St. John’s Lutheran Church
24 December 2023 + Advent 4b
Rev. Josh Evans
Between two concerts, Beer & Carols, and a Festival of Nine Lessons & Carols, it’s been a very musical week.
It started a week ago Saturday, when I had the opportunity to attend Joy & Harmony, the Albany Gay Men’s Chorus holiday concert, in the packed sanctuary of St. Paul’s Episcopal Church. After a line-up of sacred and secular holiday pieces, the concert ended with its trademark finale, “Why We Sing.” The text written by composer Greg Gilpin reminds us of the power of music:
A sound of hope, a sound of peace…
A sound of love, a sound so strong…
Soothe a soul, mend a heart…
Music builds a bridge,
it can tear down a wall…
This is why we sing.
Music has power.
Think about your favorite song – holiday or otherwise. Why is it your favorite? There’s almost certainly a story behind it for you.

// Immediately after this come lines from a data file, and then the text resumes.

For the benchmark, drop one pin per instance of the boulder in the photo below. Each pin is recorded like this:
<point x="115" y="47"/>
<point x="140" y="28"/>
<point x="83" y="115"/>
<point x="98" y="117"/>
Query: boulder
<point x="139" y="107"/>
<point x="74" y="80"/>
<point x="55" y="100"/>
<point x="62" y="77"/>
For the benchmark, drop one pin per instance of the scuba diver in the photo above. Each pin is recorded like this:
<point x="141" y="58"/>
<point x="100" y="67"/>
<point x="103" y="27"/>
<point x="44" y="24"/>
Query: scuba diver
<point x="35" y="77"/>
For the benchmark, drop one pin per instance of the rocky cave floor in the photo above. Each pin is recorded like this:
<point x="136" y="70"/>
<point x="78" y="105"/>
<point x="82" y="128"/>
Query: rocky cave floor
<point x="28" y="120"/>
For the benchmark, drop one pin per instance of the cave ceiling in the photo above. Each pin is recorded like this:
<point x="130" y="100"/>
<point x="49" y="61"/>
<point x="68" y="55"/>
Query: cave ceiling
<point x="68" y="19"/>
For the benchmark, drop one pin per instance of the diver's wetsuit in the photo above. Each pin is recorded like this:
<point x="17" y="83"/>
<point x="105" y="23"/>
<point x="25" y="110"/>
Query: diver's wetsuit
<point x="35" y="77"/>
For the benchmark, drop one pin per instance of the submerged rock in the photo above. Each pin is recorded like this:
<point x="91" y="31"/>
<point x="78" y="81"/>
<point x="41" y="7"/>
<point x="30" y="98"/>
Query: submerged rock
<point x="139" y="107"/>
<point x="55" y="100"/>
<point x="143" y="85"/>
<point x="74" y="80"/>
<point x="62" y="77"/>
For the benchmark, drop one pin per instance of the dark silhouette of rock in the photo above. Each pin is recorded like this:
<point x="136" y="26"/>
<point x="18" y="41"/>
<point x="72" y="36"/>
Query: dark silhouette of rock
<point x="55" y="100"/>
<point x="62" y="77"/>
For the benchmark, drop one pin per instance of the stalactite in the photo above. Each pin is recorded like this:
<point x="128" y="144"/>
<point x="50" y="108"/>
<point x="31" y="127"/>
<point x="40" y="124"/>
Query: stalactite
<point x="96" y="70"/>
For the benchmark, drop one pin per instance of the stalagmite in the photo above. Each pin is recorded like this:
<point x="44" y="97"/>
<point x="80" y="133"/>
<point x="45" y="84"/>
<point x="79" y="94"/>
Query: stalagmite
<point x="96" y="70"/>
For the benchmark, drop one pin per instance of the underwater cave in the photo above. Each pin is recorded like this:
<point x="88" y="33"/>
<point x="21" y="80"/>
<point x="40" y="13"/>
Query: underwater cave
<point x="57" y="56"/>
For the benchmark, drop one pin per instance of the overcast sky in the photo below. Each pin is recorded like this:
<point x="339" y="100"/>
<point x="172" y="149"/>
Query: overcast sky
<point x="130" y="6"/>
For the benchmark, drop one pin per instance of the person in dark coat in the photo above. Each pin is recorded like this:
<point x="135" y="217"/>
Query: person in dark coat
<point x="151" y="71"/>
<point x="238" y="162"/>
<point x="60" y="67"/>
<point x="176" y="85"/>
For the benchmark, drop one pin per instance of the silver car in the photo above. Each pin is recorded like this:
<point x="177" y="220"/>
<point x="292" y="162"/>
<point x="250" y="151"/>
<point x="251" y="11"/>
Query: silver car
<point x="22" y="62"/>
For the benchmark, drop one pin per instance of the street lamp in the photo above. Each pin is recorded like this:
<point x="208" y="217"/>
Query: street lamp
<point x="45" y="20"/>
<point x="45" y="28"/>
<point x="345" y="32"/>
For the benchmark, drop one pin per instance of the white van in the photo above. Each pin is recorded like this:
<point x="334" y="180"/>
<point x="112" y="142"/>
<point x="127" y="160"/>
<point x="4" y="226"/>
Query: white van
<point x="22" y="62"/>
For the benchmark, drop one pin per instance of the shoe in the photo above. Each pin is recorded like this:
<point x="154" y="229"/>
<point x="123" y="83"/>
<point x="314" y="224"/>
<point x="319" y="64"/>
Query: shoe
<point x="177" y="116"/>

It’s more than just a warm, fuzzy feeling. It’s science. Musician and neuroscientist Daniel Levitin talks about the ways feelings can affect our bodies — or what we might call nostalgia:
“When we hear a song we haven’t heard in a long time,” Levitin says, “it can trigger long-dormant memories, even ones we thought we’d forgotten. And the reason is that a lot of songs we hear are attached to a particular time and place, and so they get tagged with all the events and feelings and sights and sounds of that time and place.”

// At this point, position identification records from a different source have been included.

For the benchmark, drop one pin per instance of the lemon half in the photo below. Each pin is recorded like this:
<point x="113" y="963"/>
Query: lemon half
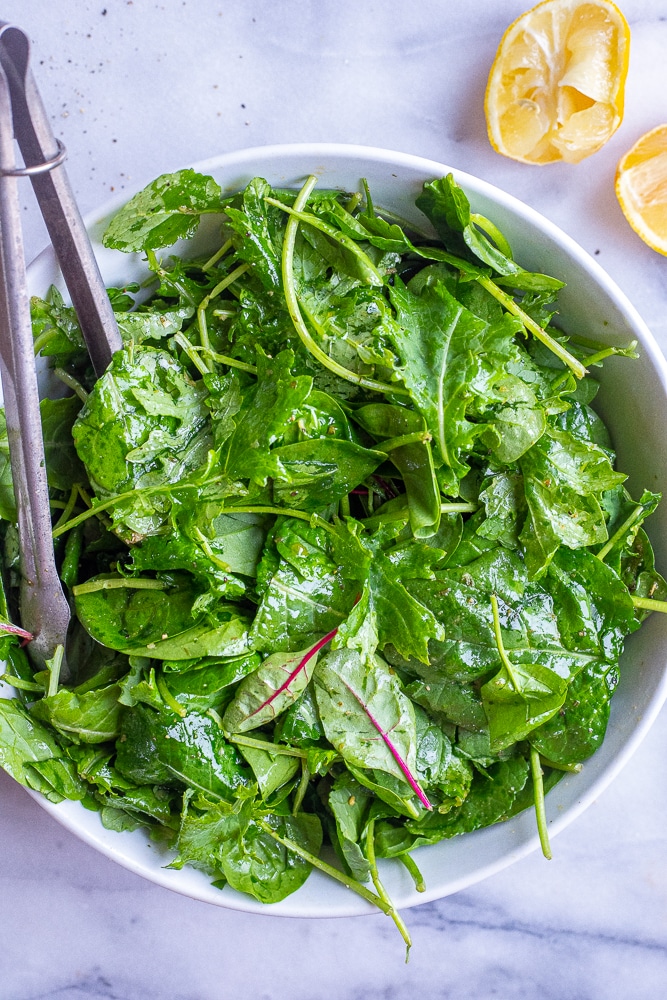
<point x="556" y="87"/>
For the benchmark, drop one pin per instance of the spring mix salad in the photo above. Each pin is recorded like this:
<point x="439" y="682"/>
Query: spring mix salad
<point x="350" y="560"/>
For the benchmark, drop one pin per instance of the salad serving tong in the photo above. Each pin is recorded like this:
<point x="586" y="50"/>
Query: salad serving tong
<point x="44" y="609"/>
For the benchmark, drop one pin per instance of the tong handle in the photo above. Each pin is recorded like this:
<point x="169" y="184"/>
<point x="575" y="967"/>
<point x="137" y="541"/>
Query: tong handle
<point x="70" y="240"/>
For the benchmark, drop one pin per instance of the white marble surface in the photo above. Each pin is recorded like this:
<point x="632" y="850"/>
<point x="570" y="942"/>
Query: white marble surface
<point x="137" y="88"/>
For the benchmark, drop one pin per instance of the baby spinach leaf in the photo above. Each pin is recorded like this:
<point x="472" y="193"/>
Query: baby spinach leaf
<point x="230" y="842"/>
<point x="267" y="412"/>
<point x="157" y="621"/>
<point x="167" y="210"/>
<point x="372" y="705"/>
<point x="272" y="688"/>
<point x="144" y="424"/>
<point x="513" y="712"/>
<point x="306" y="593"/>
<point x="166" y="749"/>
<point x="89" y="716"/>
<point x="64" y="468"/>
<point x="272" y="771"/>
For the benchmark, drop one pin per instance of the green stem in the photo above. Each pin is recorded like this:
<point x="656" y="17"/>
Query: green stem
<point x="71" y="383"/>
<point x="168" y="697"/>
<point x="54" y="665"/>
<point x="312" y="519"/>
<point x="511" y="306"/>
<point x="292" y="302"/>
<point x="416" y="437"/>
<point x="416" y="875"/>
<point x="501" y="647"/>
<point x="69" y="507"/>
<point x="129" y="583"/>
<point x="492" y="230"/>
<point x="557" y="766"/>
<point x="224" y="359"/>
<point x="101" y="507"/>
<point x="274" y="749"/>
<point x="228" y="280"/>
<point x="334" y="234"/>
<point x="403" y="513"/>
<point x="346" y="880"/>
<point x="20" y="684"/>
<point x="649" y="604"/>
<point x="627" y="524"/>
<point x="217" y="256"/>
<point x="182" y="341"/>
<point x="540" y="812"/>
<point x="208" y="550"/>
<point x="381" y="891"/>
<point x="302" y="788"/>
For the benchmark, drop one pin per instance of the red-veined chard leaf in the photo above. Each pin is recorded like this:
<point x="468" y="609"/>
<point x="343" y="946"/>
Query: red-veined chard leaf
<point x="272" y="688"/>
<point x="366" y="716"/>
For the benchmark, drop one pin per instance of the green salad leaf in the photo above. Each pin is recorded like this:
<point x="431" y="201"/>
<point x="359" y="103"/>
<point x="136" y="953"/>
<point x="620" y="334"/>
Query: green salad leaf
<point x="350" y="558"/>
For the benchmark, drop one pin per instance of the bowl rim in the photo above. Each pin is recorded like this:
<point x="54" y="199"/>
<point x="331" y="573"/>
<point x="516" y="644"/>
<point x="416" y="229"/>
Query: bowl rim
<point x="69" y="813"/>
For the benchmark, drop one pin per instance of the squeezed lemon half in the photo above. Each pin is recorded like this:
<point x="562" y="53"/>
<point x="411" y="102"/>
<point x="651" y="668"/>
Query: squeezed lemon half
<point x="556" y="86"/>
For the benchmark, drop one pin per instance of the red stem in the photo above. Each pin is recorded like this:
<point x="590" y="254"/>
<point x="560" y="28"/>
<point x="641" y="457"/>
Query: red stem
<point x="309" y="655"/>
<point x="409" y="777"/>
<point x="15" y="630"/>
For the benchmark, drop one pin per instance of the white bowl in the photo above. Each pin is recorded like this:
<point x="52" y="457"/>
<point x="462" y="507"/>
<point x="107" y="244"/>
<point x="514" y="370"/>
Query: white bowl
<point x="590" y="304"/>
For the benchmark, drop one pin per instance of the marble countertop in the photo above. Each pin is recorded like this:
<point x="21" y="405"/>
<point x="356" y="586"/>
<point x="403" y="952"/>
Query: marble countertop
<point x="139" y="87"/>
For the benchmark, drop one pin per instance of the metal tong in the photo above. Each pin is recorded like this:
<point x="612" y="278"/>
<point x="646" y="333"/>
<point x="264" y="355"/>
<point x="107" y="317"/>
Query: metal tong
<point x="44" y="609"/>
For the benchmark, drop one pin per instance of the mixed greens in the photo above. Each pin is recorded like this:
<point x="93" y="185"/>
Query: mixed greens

Levitin also goes on to talk about the ways that music can even evoke a “beautiful sadness” in us. “Sad” music, he says, can release the hormone prolactin – the same soothing, even tranquilizing, hormone that’s released when mothers are nursing their infants.
Music has power. It unlocks memories, and stirs up emotions.

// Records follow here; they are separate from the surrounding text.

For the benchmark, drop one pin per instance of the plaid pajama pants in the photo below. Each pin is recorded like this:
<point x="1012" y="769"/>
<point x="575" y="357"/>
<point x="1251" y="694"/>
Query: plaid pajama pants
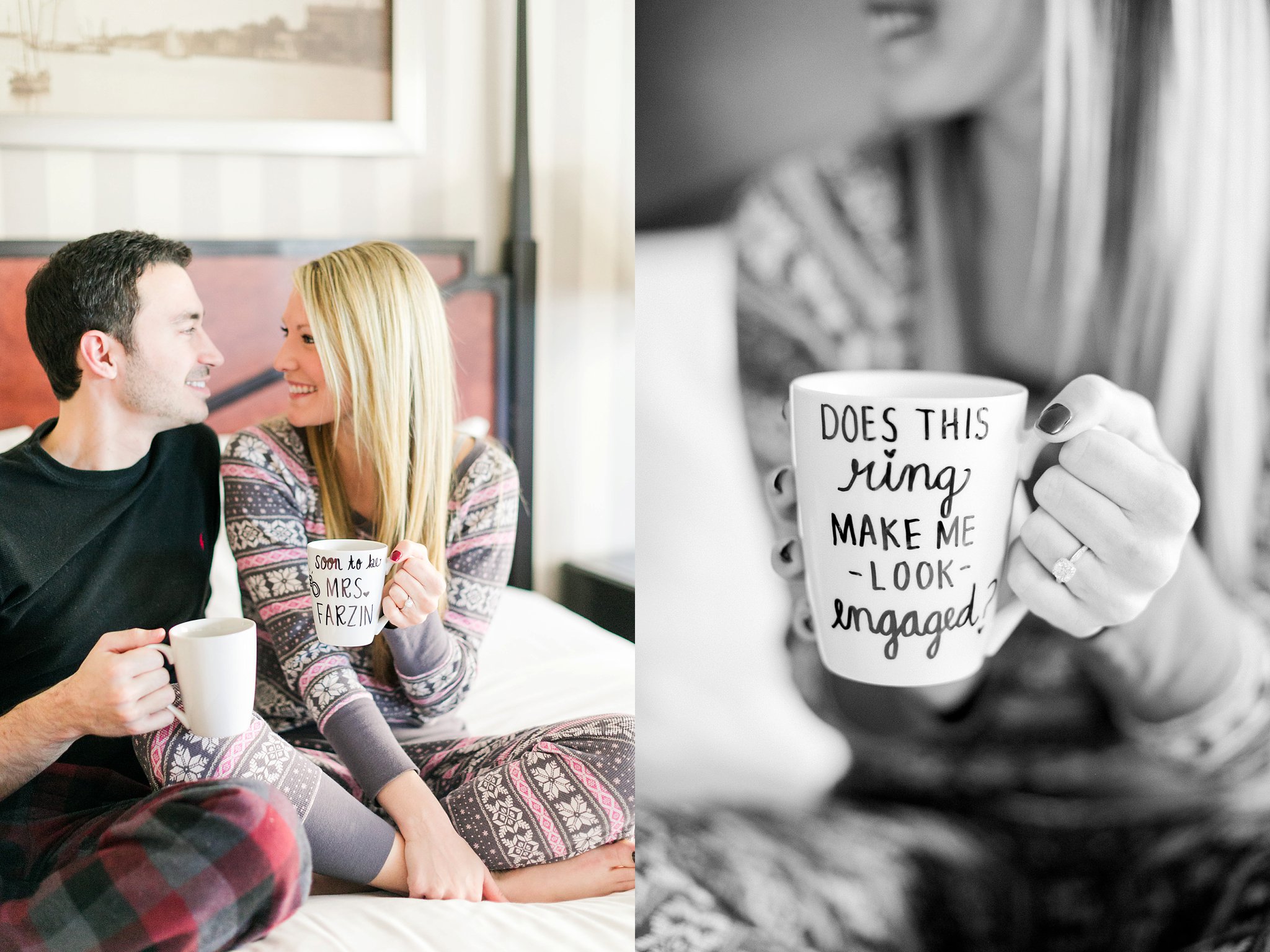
<point x="91" y="860"/>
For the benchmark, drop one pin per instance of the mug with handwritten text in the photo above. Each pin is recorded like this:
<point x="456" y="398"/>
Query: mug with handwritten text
<point x="906" y="485"/>
<point x="346" y="579"/>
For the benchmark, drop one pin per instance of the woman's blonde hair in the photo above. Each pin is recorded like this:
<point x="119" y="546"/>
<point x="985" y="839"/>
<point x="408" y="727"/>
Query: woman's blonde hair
<point x="1153" y="229"/>
<point x="381" y="333"/>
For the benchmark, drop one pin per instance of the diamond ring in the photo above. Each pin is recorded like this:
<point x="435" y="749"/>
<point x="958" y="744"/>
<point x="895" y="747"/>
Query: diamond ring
<point x="1065" y="569"/>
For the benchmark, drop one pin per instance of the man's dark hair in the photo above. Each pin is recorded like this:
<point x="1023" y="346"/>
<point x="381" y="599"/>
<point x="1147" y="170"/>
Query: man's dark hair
<point x="91" y="284"/>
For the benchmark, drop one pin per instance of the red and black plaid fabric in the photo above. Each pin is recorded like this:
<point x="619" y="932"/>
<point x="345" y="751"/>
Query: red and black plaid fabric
<point x="91" y="860"/>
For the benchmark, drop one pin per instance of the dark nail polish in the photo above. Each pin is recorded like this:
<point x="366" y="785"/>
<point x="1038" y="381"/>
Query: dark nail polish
<point x="1054" y="418"/>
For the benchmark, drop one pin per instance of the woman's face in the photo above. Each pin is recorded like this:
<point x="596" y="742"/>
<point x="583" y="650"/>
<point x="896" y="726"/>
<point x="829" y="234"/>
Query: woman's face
<point x="948" y="58"/>
<point x="310" y="403"/>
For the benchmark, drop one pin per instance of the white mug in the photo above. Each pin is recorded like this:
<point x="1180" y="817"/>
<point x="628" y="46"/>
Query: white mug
<point x="907" y="484"/>
<point x="346" y="579"/>
<point x="215" y="662"/>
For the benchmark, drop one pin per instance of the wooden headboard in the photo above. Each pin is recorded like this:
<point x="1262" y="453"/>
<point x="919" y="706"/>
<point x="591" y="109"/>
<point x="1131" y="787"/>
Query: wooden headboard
<point x="244" y="287"/>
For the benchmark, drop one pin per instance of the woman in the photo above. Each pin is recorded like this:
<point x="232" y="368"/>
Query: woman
<point x="367" y="451"/>
<point x="1076" y="193"/>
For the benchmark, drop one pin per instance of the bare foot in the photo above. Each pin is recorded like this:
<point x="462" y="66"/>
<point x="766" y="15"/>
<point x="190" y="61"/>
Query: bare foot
<point x="597" y="873"/>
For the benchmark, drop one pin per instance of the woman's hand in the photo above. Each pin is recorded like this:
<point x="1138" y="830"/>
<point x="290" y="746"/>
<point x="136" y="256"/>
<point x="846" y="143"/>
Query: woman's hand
<point x="414" y="591"/>
<point x="440" y="863"/>
<point x="1117" y="490"/>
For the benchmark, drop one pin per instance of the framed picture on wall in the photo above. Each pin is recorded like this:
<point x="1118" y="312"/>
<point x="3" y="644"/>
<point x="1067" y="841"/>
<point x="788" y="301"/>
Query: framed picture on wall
<point x="288" y="76"/>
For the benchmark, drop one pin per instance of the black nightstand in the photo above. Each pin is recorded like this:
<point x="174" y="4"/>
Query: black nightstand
<point x="602" y="591"/>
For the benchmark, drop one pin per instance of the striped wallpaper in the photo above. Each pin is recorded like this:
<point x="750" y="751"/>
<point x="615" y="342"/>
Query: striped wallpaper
<point x="582" y="113"/>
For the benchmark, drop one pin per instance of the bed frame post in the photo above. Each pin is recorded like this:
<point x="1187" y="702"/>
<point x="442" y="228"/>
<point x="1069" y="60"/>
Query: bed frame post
<point x="520" y="260"/>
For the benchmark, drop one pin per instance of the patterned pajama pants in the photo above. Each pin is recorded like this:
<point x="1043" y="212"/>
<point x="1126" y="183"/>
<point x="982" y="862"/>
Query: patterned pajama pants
<point x="889" y="879"/>
<point x="91" y="860"/>
<point x="521" y="799"/>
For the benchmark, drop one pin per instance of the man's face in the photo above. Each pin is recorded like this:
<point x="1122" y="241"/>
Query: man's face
<point x="166" y="376"/>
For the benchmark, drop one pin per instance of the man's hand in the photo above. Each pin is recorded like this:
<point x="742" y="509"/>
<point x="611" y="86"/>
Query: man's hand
<point x="122" y="687"/>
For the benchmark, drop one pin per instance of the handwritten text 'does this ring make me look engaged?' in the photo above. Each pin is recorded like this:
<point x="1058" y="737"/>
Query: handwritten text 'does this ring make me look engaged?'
<point x="944" y="532"/>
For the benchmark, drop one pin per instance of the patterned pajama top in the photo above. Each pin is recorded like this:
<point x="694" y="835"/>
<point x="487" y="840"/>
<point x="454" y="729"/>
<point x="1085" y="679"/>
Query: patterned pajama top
<point x="828" y="278"/>
<point x="272" y="512"/>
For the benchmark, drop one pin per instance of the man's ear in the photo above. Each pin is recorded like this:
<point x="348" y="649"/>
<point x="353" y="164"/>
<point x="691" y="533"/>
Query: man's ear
<point x="99" y="355"/>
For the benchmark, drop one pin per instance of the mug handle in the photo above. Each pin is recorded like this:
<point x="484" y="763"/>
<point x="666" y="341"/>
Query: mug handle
<point x="166" y="650"/>
<point x="1011" y="615"/>
<point x="384" y="620"/>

The same is true of the music we sing in church. Did you ever notice the tiny red italicized rubrics in our hymnal under the hymn of the day in the order of service? The assembly stands to proclaim the word of God in song.
Music has power, and it tells a story.
Today, Mary sings – a song so important that the lectionary includes it two weeks in a row.
Mary’s song has power.
At the center of her song, Mary describes the works of God. She sings of a God who shows mercy to those who fear God and who scatters the proud, who brings down the powerful and lifts up the lowly, who fills the hungry with good things and sends away empty those who amass and hoard their wealth.
Mary sings of a God who flips the world on its head – defying the status quo and subverting our expectations of how the world-as-it-is operates. Mary’s song subverts all expectations and shows us God’s mighty power to save and to bring about the world-as-it-can-be.
Mary’s song has power.
On this Advent Sunday, as the world again anticipates the birth of the Christ Child at Christmas, as the very land of his birth cries out in pain from amidst the rubble of war, Mary’s song boldly, defiantly, and subversively looks at the world around her and proclaims: There is a different way.
Mary’s song has power – and it empowers us to proclaim: The world is about to turn.
Because of Mary’s song – and the promise that it holds and brings to birth – this is why we sing.